The first mistaken belief is that our Employees Provident Fund (EPF) savings would be enough to last us a lifetime. But is that the truth or just wishful thinking? It is essential that we understand that EPF funds are basically an alternative savings plan conservatively managed to generate stable and moderate returns. It serves to maintain the purchasing power of our retirement savings by keeping pace with the prevailing inflation rate. Furthermore,  EPF has over the years, allow members to withdraw their EPF for various investment purposes ( eg. For housing and education). Thus, reducing the retirement bucket.

Misconception 2

The second misconception is to use the EPF dividend rate as a benchmark of investment performance. Recently,  EPF declared a dividend of 5.70% for 2016, a decrease over the previous year’s 6.4% dividend. Most contributors should be satisfied with a dividend rate of above 4% as it provides a better yield than keeping their money in the bank.

When you place two different portfolios side by side, there will be times when one portfolio does very well and vice versa depending on prevailing market cycles. Thus, in a bearish stock market, investors tend to appreciate the consistent 4%-6% dividend rate from the EPF. But when the stock market performs well, investors wonder why the EPF’s performance hardly moves up by the same amount. This is because, in EPF, its asset allocation is very different from an equity unit trust fund.
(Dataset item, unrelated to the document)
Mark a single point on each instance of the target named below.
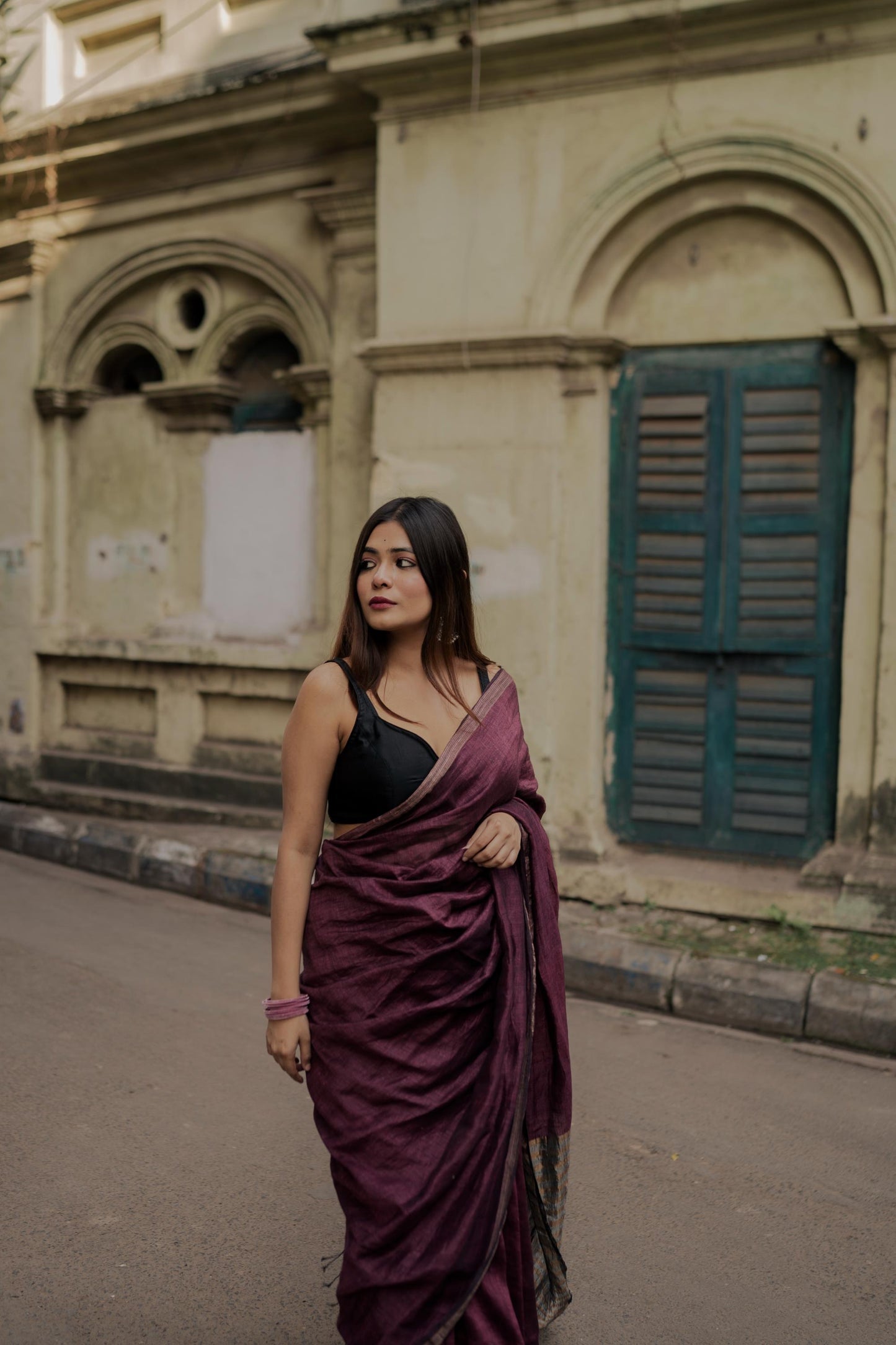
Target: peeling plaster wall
(20, 556)
(476, 217)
EPF portfolio comprises primarily bond portfolio with around 60% and the balance 40% in equity. Their equity portion accounts are conservatively managed.

Misconception 3

Finally,  a question of why the return of a unit trust fund is so much more volatile than the EPF fund’s return. In fact, investments in the aggressive unit trust fund will inherit a higher level of volatility level than the conservative fund. A fund manager in the equity unit trust fund will allocate between 70% to 90% of their assets in stocks, thereby exposing the portfolio’s returns to higher volatility than a bond unit trust fund.

What Can Be Done?

Just as Rome was not built in a single day, our retirement nest cannot be completed overnight as well. It takes many years of careful planning and discipline to save up for a secure and comfortable retirement. Therefore, it is important that we start planning for our retirement as soon as possible.